Akan tetapi, benarkah terjadi evolusi makhluk hidup dengan seleksi alamnya, sebagaimana yang dijelaskan Darwin. Sebagai non-saintis aku tidak bisa menjelaskannya, coba tanya Harun Yahya. Tetapi sebagai orang yang beriman saya jelas tidak mendukung teori tersebut, meski para Darwinian berhasil menemukan fosil mata rantai penghubung yang hilang, menjelaskan tahapan evolusi kekomplekan panca indera, Mata, dan argumen-argumen lainnya. Bagi saya Tuhan tidak bermain dadu dalam mengelola dan mengatur alam semesta ini. Alam ini memiliki kesempurnaan dalam segala hal kecuali satu, alam adalah fana'. Berbagai macam makhluk hidup yang mendiami alam semesta dengan segala keistimewaannya masing-masing.

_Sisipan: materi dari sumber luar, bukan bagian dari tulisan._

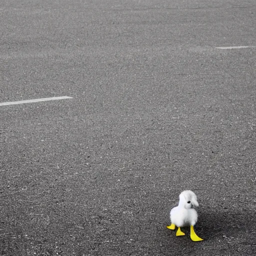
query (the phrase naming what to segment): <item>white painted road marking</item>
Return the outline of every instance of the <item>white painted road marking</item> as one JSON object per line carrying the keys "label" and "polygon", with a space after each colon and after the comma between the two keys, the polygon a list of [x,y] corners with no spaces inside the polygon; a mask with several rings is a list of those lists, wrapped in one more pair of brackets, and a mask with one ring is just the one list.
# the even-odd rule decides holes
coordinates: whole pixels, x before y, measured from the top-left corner
{"label": "white painted road marking", "polygon": [[52,97],[50,98],[34,98],[34,100],[20,100],[18,102],[2,102],[0,103],[0,106],[6,106],[8,105],[16,105],[17,104],[24,104],[25,103],[32,103],[34,102],[48,102],[48,100],[64,100],[66,98],[73,98],[68,96],[61,96],[60,97]]}
{"label": "white painted road marking", "polygon": [[229,46],[227,47],[216,47],[216,49],[221,49],[222,50],[232,50],[232,49],[246,49],[246,48],[250,48],[250,46]]}

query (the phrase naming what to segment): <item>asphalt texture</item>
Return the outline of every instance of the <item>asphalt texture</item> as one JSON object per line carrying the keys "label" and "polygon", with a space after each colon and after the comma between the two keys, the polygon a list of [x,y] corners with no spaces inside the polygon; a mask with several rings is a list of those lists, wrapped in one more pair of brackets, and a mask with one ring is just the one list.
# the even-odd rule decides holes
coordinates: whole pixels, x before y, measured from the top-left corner
{"label": "asphalt texture", "polygon": [[[2,0],[2,256],[256,254],[254,0]],[[248,46],[246,48],[216,47]],[[166,228],[183,190],[196,232]]]}

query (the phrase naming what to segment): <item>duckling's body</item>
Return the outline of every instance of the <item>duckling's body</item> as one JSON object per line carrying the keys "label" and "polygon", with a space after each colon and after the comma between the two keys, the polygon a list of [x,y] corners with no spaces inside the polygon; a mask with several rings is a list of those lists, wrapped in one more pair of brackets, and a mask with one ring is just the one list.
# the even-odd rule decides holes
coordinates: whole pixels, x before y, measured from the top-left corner
{"label": "duckling's body", "polygon": [[174,230],[175,226],[177,226],[178,229],[176,236],[179,236],[185,234],[181,231],[181,227],[190,226],[191,239],[194,242],[203,240],[198,236],[194,229],[194,226],[198,221],[198,213],[192,207],[198,206],[197,198],[194,192],[190,190],[182,192],[180,195],[178,206],[172,208],[170,210],[171,224],[167,228]]}
{"label": "duckling's body", "polygon": [[170,218],[172,223],[177,226],[194,226],[198,221],[198,213],[194,209],[185,209],[178,206],[172,209]]}

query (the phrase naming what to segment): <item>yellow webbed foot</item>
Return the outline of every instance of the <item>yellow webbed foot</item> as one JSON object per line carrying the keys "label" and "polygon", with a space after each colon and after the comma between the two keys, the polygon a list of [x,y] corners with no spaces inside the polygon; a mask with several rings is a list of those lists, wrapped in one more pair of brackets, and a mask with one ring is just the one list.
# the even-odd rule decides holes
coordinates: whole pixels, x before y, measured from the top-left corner
{"label": "yellow webbed foot", "polygon": [[191,240],[194,242],[202,241],[204,240],[204,239],[198,236],[197,234],[194,232],[194,227],[193,226],[190,226],[190,237]]}
{"label": "yellow webbed foot", "polygon": [[185,236],[185,233],[184,233],[180,230],[180,228],[178,228],[177,232],[176,232],[176,236]]}
{"label": "yellow webbed foot", "polygon": [[170,226],[166,226],[166,228],[169,230],[175,230],[175,225],[174,224],[171,224]]}

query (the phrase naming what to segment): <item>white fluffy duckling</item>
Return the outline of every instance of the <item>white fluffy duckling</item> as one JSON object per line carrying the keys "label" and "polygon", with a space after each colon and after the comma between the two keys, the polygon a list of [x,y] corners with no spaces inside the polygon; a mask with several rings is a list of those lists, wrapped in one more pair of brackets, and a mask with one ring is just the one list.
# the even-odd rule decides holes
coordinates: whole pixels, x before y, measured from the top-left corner
{"label": "white fluffy duckling", "polygon": [[180,227],[190,226],[190,237],[194,242],[204,240],[198,236],[194,231],[194,226],[198,221],[198,213],[192,208],[198,206],[198,198],[195,194],[190,190],[186,190],[180,195],[178,206],[172,208],[170,212],[171,224],[167,226],[170,230],[175,230],[177,226],[178,229],[176,236],[185,234],[181,230]]}

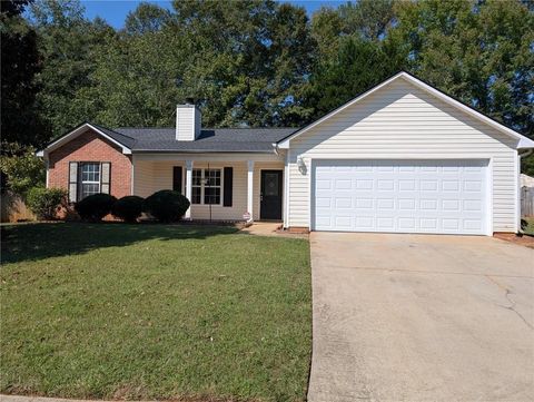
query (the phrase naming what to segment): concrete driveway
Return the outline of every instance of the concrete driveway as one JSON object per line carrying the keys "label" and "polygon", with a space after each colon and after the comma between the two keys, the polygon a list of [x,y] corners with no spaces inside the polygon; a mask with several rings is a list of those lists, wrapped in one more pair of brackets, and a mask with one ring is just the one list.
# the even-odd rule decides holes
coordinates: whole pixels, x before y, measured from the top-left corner
{"label": "concrete driveway", "polygon": [[308,400],[534,401],[534,249],[312,233]]}

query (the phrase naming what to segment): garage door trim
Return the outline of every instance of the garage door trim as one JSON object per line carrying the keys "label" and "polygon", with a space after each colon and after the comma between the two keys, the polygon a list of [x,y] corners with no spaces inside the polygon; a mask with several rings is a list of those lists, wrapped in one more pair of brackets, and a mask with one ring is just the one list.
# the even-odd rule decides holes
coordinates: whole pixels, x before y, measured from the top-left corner
{"label": "garage door trim", "polygon": [[[434,157],[419,157],[419,156],[411,156],[411,157],[373,157],[373,158],[354,158],[354,157],[314,157],[309,158],[309,166],[310,166],[310,179],[309,179],[309,187],[308,187],[308,195],[309,195],[309,209],[308,209],[308,222],[310,231],[316,231],[316,222],[315,222],[315,187],[316,187],[316,167],[318,164],[326,163],[326,161],[354,161],[357,164],[358,161],[399,161],[399,163],[407,163],[407,161],[453,161],[453,160],[465,160],[465,161],[478,161],[485,164],[484,168],[484,176],[485,176],[485,231],[483,231],[483,235],[493,236],[493,157],[492,156],[476,156],[476,157],[458,157],[458,156],[434,156]],[[342,232],[342,231],[339,231]],[[402,232],[398,232],[402,233]],[[424,234],[424,233],[423,233]],[[431,233],[428,233],[431,234]]]}

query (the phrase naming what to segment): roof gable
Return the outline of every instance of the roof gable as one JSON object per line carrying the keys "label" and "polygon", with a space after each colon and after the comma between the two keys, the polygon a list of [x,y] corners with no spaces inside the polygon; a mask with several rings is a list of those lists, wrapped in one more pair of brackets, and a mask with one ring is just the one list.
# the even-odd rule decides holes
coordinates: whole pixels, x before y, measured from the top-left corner
{"label": "roof gable", "polygon": [[502,125],[501,122],[483,115],[482,112],[475,110],[474,108],[472,108],[467,105],[464,105],[463,102],[454,99],[453,97],[451,97],[451,96],[446,95],[445,92],[432,87],[431,85],[422,81],[421,79],[412,76],[411,73],[408,73],[406,71],[400,71],[400,72],[396,73],[395,76],[384,80],[383,82],[380,82],[377,86],[370,88],[369,90],[367,90],[364,94],[357,96],[356,98],[349,100],[348,102],[342,105],[337,109],[335,109],[335,110],[330,111],[329,114],[323,116],[322,118],[315,120],[314,122],[309,124],[308,126],[306,126],[306,127],[301,128],[300,130],[287,136],[284,139],[279,140],[278,143],[276,143],[276,146],[278,148],[281,148],[281,149],[289,148],[289,143],[290,143],[291,139],[301,136],[303,134],[309,131],[314,127],[320,125],[323,121],[336,116],[337,114],[346,110],[350,106],[353,106],[353,105],[359,102],[360,100],[369,97],[370,95],[375,94],[379,89],[384,88],[385,90],[387,90],[387,88],[386,88],[387,86],[389,86],[392,82],[395,82],[399,79],[406,80],[407,82],[414,85],[415,87],[424,90],[427,94],[431,94],[432,96],[434,96],[437,99],[444,101],[445,104],[448,104],[448,105],[464,111],[465,114],[469,115],[471,117],[473,117],[473,118],[475,118],[479,121],[483,121],[483,122],[487,124],[488,126],[495,128],[496,130],[516,139],[517,140],[517,146],[516,146],[517,149],[520,149],[520,148],[534,148],[534,141],[531,140],[530,138],[527,138],[527,137],[521,135],[520,133]]}
{"label": "roof gable", "polygon": [[70,140],[77,138],[78,136],[82,135],[86,133],[87,129],[92,130],[93,133],[97,133],[101,137],[106,138],[107,140],[111,141],[112,144],[117,145],[119,148],[121,148],[122,154],[125,155],[130,155],[131,154],[131,146],[135,144],[135,139],[128,136],[125,136],[119,133],[115,133],[110,129],[107,129],[105,127],[97,126],[95,124],[90,122],[83,122],[76,127],[75,129],[70,130],[66,135],[55,139],[52,143],[47,145],[47,147],[43,150],[38,151],[36,155],[37,156],[44,156],[44,154],[51,153],[59,147],[63,146],[65,144],[69,143]]}

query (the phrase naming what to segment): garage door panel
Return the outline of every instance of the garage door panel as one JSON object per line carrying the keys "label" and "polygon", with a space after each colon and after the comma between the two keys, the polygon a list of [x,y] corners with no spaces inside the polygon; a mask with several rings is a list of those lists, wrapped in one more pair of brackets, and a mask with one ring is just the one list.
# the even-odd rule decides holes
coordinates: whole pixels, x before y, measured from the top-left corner
{"label": "garage door panel", "polygon": [[318,161],[313,227],[484,234],[485,166],[483,160]]}

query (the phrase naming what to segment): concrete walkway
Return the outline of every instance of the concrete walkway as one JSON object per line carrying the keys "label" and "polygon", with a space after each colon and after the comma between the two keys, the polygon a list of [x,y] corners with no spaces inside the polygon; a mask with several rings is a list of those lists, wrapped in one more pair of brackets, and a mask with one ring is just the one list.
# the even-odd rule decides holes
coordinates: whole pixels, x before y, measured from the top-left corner
{"label": "concrete walkway", "polygon": [[310,402],[534,401],[534,249],[312,233]]}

Ada yang dapat berubah warna, menyemprotkan darah; air; cernaan makanan; racun; obat, ada yang dapat berkembangbiak tanpa pembuahan dari jantan, ada yang dapat membangun sarang yang kokoh dan simetris, dan banyak yang lainnya baik di darat maupun di dasar lautan yang tak terjamah. Tidak mungkin semua itu berasal dari satu jenis, yang kemudian kera berevolusi menjadi manusia.
Yang menjadi penasaran saya adalah bagaimana Darwinian menjelaskan makhluk hidup yang biasa ada di sekitar kita, terkadang menjahili kita, yaitu bangsa Jin dan dan segala turunan dan jelmaannya. Mungkin para Darwinian menyebutnya sebagai halusinasi, tekanan emosi, dan sebagainya, yang intinya tidak mempercayai adanya makhluk halus di sekitar kita. Tapi mayoritas masyarakat dunia, sejak zaman Adam dan Hawa sampe kiamat; yang berperadaban tinggi, Mesir dengan Piramidnya, Yunani dengan filsafatnya, Cina, Maya sampe masyarakat primitif; semua penganut agama menyebutkannya, mereka semua mempercayai adanya makhluk tak kasat mata / ghaib ini, bahkan sebagian dapat melihatnya, baik disengaja maupun tidak.
Adakah penjelasan yang memuaskan tentang keberadaaan makhluk jenis ini? apakah para Darwinian hendak memutus jalinan tali sejarah ini dengan kebobrokan materialisme berdasar hipotesis-hipotesis kuno? Ingat, Umat Islam dahulu dapat menguasai peradaban dengan teori penciptaan selama -+ 800 tahun sedang Barat terpuruk dalam kegelapan dengan mempercayai hal yang sama. Semua itu tergantung bagaimana kita menyikapinya. Kelanjutan sejarah berada di tangan kita.